3. Look for Low-Hanging Limbs

Low-hanging limbs can destroy an RV’s roof. Pay attention to your surroundings. Avoid sites with low limbs that may tear your roof membrane.

However, it’s not just damage you want to avoid; unhealthy limbs can fall easily in wind or rain. If a thunderstorm passes through, you don’t want branches falling on your RV.

4. Know Your Size

Not only is the height critical, but you should also know your length and width. Choose a site that will be comfortable for your rig’s size.

Consider slide-outs. Can you extend them without hitting a tree or the power pedestal? If you’re staying for several nights, you want a space that will be comfortable for you to enjoy the outdoor space and avoid damage to your RV.

Keep in Mind: Are you having trouble finding a campsite? You’re not the only one.

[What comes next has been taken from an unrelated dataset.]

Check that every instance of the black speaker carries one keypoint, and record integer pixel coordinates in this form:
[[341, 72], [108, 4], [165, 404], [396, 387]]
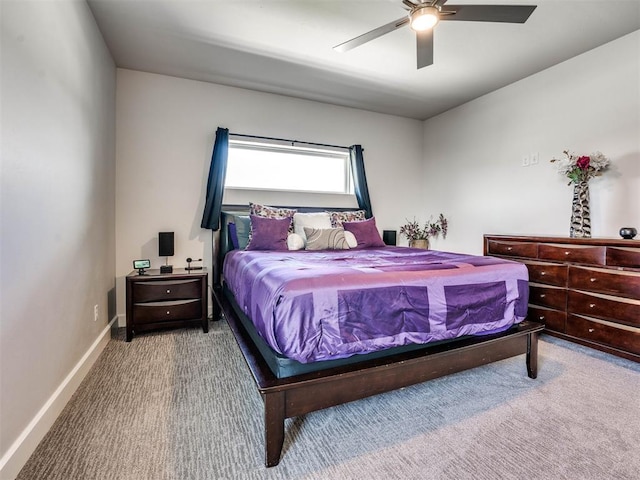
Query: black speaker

RVs parked at a campground during the summer.

5. Read Site Reviews

Finally, read reviews about individual campsites. Campendium,, and state park websites often have reviews. Pay attention to what other RVers have shared. It may save you from damaging your RV or going down a road in the campground only meant for RVs measuring 30 feet or less.

Consider the size of the rig that other RVers have. If you have a truck camper and a fifth-wheel owner complained about the site being too narrow, that might not apply to you. But if you have a Class A with four slides, you should avoid that site.

How Do You Choose a Good Campsite Online?

Some online websites don’t have reviews of individual sites. All you see is a campground map. You can choose your site based on the dimensions listed and the proximity to amenities, but you don’t have much more to go on.

We suggest looking at a satellite map of the campground. Pay attention to any tight turns getting through the campground. Are there lots of trees, or is it mostly wide open space? You can also call the campground and ask the staff for suggestions based on what you need.

How Early Should You Book a Campsite?

Your options will be more limited the later you wait to make a reservation. If you have a large rig, booking early is even more critical so you’re not stuck with a tight site. If you have kids and want to ensure you need family-friendly activities, make your reservation as early as you can.

Consider the time of year you’re traveling as well. Booking a Memorial Day or July 4th camping getaway is much harder if you wait until the last minute.

RVers with a small fiberglass trailer might not have as much trouble taking what’s available, but a family with a 40-foot fifth wheel can’t just reserve any site. Plan ahead to ensure you get the best site for your needs.

Pro Tip: Check out these Awesome Places to Stay for 4th of July Camping!

Your Campsite Can Make or Break Your Adventure: Choose Wisely

Your campsite really can make or break your adventure. Spending 30 minutes leveling your RV upon arrival isn’t how you want to start your weekend.

Walking half a mile to get to the playground isn’t ideal when you have young ones. So make the most of your camping weekend by booking early and choosing a site that best suits your needs.

Have you ever been stuck in a terrible campsite? Do you have tips you’d suggest to avoid such an ordeal?